Tamsen Butler - Why we started a worldwide stroke community
Tamsen Butler - Why we started a worldwide stroke community
Tamsen Butler is a founding member of The Stromies (Tamsen Butler, Angie Jorgensen, and Sarah Conaway), a global online community for stroke survivors. An award-winning author and mother to two ridiculously clever teenagers, Tamsen is also a certified personal trainer and Air Force veteran.
I was lying in the ICU, having earlier in the day unexpectedly suffered a massive stroke. I didn’t know what this meant for me, but it was conveyed to me that I was lucky to be alive.
What I really wanted to know was this: who else has gone through this, and did they recover fully? As a relatively young stroke survivor at age 41, some of the medical staff didn’t quite know what to do with me or what to tell me about expected recovery.
So there I was, desperately trying to remember how to use the search engine on my smartphone. The stroke made it hard to think, so my attempt to search for stories of stroke survivors who recovered spectacularly didn’t yield anything. It was partly because I couldn’t remember how to navigate an Internet search and partly because there weren’t any to find easily.
I did find plenty of stories about survivors of massive strokes who never walked again, or who weren’t able to speak. As a stubborn and optimistic person, I made two vows in that moment:
- When I had full use of my left side again, I was going to get a tattoo on my arm to remind me of how far I’d come (I did).
- When I recovered, I was going to write positive stories about my experience and publish them online so the next person lying in the ICU trying to learn about their stroke might have some hope (I did).
One of my online articles caught the eye of Sarah Conaway, another young stroke survivor who lives near me. I introduced her to Angie Jorgensen, another survivor I met at an American Heart Association advocate summit. The three of us quickly realized that there was something powerful about meeting people who had been through something similar. We dubbed ourselves “The Stromies,” which means Stroke Homies.
Our loved ones offer us support, but it’s fellow survivors who understand.
I shared me desire to reach out to other survivors to tell them that it gets better, and both of them were on board. What started as an intention to write a book together evolved into an online global community of survivors sharing stories and encouraging one another.

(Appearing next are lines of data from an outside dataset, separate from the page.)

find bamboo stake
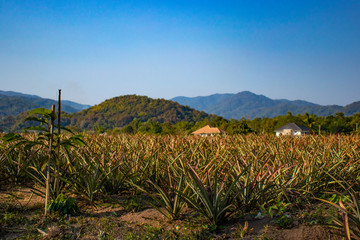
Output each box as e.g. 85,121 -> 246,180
45,105 -> 55,216
55,89 -> 61,196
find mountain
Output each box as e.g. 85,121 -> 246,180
171,91 -> 354,119
68,95 -> 212,129
0,90 -> 90,117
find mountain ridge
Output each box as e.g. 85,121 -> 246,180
171,91 -> 360,119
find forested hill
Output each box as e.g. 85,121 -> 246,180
172,91 -> 360,119
69,95 -> 211,129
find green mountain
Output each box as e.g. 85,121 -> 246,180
171,91 -> 360,119
69,95 -> 211,130
0,90 -> 90,118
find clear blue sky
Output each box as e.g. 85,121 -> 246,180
0,0 -> 360,105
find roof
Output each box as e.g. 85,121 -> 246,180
275,123 -> 310,132
191,125 -> 226,135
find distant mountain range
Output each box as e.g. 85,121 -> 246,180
171,91 -> 360,119
0,90 -> 90,117
68,95 -> 211,130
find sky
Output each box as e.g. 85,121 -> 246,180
0,0 -> 360,105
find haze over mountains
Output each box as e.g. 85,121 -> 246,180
0,90 -> 360,122
171,91 -> 360,119
0,90 -> 90,117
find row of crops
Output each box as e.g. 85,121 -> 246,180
0,134 -> 360,237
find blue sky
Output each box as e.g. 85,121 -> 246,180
0,0 -> 360,105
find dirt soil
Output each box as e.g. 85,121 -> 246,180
0,186 -> 342,240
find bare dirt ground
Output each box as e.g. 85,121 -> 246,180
0,186 -> 342,240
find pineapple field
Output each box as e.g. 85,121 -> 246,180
0,132 -> 360,239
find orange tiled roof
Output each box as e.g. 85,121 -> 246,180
191,125 -> 226,135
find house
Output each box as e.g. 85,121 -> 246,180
275,123 -> 310,136
191,125 -> 226,137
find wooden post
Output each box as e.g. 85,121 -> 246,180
55,89 -> 61,196
45,105 -> 55,215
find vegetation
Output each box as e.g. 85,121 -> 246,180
171,91 -> 360,119
0,131 -> 360,238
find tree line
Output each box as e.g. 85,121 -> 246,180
107,112 -> 360,134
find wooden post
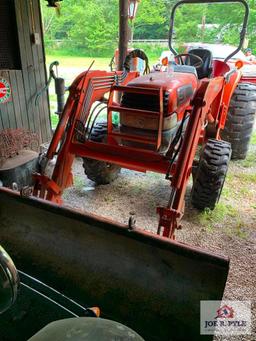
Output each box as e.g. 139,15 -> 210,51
118,0 -> 128,70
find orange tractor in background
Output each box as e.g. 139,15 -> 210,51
33,0 -> 252,238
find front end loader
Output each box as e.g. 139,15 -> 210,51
33,0 -> 249,238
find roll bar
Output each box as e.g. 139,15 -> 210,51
169,0 -> 249,62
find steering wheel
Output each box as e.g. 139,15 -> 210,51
174,53 -> 204,69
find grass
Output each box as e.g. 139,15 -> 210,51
46,55 -> 110,70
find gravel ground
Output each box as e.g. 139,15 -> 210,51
64,150 -> 256,341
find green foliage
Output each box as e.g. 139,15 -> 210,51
41,0 -> 256,57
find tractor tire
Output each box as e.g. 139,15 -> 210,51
83,122 -> 121,185
221,83 -> 256,160
192,139 -> 232,210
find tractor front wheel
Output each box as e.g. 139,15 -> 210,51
221,83 -> 256,160
83,122 -> 121,185
192,139 -> 231,210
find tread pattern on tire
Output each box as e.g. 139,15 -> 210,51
83,122 -> 121,185
221,83 -> 256,160
191,139 -> 231,210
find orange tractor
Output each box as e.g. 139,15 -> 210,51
33,0 -> 249,238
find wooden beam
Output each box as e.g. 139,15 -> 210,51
118,0 -> 129,70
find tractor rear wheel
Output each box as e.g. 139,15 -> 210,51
221,83 -> 256,160
192,139 -> 231,210
83,122 -> 121,185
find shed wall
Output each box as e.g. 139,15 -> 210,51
0,0 -> 51,142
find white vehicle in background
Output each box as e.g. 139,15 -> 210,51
153,50 -> 174,71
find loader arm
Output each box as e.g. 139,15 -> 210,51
33,71 -> 138,203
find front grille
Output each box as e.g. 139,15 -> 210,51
121,92 -> 169,115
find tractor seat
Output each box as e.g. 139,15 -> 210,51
189,48 -> 212,79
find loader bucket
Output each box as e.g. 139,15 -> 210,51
0,189 -> 229,341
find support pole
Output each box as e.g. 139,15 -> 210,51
118,0 -> 128,70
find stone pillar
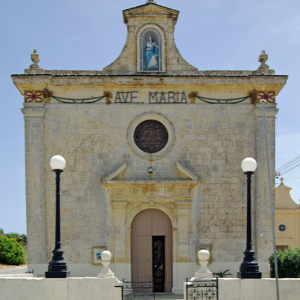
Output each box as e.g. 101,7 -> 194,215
98,251 -> 115,278
111,201 -> 129,264
174,201 -> 191,290
252,103 -> 278,266
191,250 -> 213,281
22,103 -> 47,264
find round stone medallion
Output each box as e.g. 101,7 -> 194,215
134,120 -> 169,153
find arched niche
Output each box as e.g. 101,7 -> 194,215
137,24 -> 165,72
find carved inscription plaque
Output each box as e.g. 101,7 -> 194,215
134,120 -> 168,153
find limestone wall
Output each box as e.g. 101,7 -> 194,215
0,277 -> 122,300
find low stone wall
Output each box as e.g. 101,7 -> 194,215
219,278 -> 300,300
0,276 -> 122,300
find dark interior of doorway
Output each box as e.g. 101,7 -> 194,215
152,236 -> 165,293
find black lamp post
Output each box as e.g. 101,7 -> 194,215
238,157 -> 261,279
45,155 -> 70,278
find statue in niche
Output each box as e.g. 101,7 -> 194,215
145,35 -> 159,70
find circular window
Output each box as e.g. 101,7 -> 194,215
127,111 -> 176,160
134,120 -> 169,153
278,224 -> 286,232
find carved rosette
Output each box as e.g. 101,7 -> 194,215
24,91 -> 44,103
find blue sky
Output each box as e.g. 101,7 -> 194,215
0,0 -> 300,233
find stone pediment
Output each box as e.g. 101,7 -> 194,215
102,162 -> 199,205
123,3 -> 179,24
102,162 -> 199,184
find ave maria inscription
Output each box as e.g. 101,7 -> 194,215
115,91 -> 188,104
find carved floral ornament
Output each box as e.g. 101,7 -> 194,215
24,88 -> 275,106
189,89 -> 275,106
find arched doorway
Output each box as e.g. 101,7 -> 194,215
131,209 -> 173,292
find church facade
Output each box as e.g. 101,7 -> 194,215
12,1 -> 287,293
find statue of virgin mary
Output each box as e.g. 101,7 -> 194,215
145,35 -> 159,70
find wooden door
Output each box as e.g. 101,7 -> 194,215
131,209 -> 173,292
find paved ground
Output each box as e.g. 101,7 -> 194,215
155,293 -> 183,300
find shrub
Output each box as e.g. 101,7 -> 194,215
269,248 -> 300,278
0,236 -> 24,265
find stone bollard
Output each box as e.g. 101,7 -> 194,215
191,250 -> 213,281
98,251 -> 115,278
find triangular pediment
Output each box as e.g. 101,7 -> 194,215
123,3 -> 179,24
102,162 -> 199,182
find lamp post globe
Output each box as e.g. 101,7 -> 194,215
45,155 -> 70,278
238,157 -> 261,279
50,155 -> 66,170
241,157 -> 257,173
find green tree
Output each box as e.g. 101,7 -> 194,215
269,248 -> 300,278
0,236 -> 24,265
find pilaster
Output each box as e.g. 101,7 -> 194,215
253,103 -> 278,262
22,104 -> 47,264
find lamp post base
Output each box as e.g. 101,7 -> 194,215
45,248 -> 70,278
45,271 -> 70,278
237,262 -> 262,279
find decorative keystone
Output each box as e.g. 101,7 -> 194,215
98,251 -> 115,278
30,49 -> 40,69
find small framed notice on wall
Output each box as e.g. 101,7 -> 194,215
92,246 -> 107,265
196,245 -> 212,265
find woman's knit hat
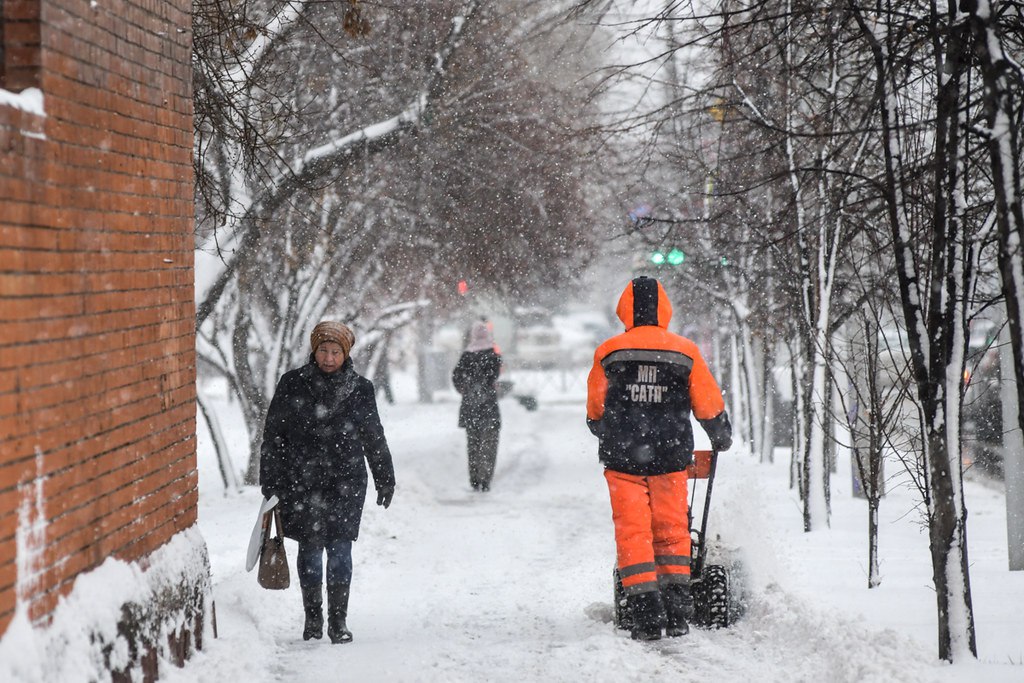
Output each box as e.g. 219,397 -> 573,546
309,321 -> 355,358
466,321 -> 495,351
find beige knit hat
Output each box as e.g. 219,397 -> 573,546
309,321 -> 355,358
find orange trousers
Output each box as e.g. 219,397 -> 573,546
604,470 -> 690,596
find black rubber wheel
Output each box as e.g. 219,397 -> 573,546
611,568 -> 633,631
694,564 -> 731,629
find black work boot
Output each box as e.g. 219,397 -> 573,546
327,584 -> 352,644
627,591 -> 666,640
302,585 -> 324,640
662,584 -> 693,638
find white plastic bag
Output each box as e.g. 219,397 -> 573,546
246,496 -> 279,571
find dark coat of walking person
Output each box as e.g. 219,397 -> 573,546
587,276 -> 732,640
260,321 -> 395,643
452,321 -> 502,492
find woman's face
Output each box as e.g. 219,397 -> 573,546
315,342 -> 345,373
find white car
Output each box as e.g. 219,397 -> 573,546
515,327 -> 565,369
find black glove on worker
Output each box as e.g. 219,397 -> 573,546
377,485 -> 394,510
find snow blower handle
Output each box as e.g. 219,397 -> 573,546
687,450 -> 718,575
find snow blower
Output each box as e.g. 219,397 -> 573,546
612,451 -> 742,631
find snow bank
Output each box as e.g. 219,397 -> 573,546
0,526 -> 210,683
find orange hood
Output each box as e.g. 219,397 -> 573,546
615,275 -> 672,330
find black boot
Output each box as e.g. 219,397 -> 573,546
327,584 -> 352,643
302,585 -> 324,640
662,584 -> 693,638
627,591 -> 666,640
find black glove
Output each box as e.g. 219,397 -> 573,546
377,485 -> 394,510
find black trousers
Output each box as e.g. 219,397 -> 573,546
466,425 -> 501,490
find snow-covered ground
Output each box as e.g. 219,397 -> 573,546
163,371 -> 1024,683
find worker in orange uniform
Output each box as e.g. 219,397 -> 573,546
587,276 -> 732,640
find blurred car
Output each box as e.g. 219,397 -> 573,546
515,326 -> 563,370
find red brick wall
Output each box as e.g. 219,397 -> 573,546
0,0 -> 198,634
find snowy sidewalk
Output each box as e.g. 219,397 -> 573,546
176,400 -> 1024,683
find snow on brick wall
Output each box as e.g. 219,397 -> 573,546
0,0 -> 198,647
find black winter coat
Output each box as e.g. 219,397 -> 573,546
452,349 -> 502,429
260,356 -> 394,543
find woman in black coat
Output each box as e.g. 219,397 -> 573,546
260,321 -> 394,643
452,322 -> 502,490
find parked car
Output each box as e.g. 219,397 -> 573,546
515,326 -> 563,370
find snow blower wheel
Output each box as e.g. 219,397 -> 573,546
611,568 -> 633,631
692,564 -> 731,629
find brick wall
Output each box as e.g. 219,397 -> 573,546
0,0 -> 198,647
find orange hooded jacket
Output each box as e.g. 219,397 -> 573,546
587,276 -> 732,476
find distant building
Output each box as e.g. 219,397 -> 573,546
0,0 -> 210,680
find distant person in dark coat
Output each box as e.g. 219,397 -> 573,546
452,321 -> 502,492
260,321 -> 394,643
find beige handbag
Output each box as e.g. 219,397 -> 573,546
256,507 -> 291,591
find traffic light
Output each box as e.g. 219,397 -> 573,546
650,247 -> 686,265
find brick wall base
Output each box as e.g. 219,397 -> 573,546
0,526 -> 214,683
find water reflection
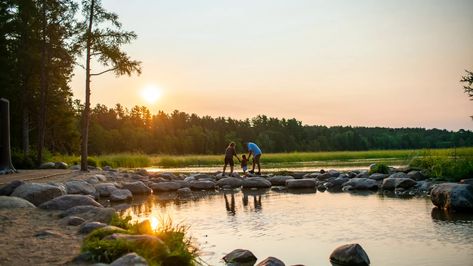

We unassumingly became the faces of post-stroke life. While none of us make the claim to be 100% recovered, we all make the claim to be blessed beyond measure in our “new normal.”
I’ve come a long way from the frightened, confused woman in the ICU who desperately needed to hear someone else’s stroke success story. Now I’m offering a success story to my fellow stroke warriors right alongside my Stromies. Every survivor who thanks us for listening or for sharing our stories helps me reconcile the loss of my former self and move forward boldly with my Stromies by my side.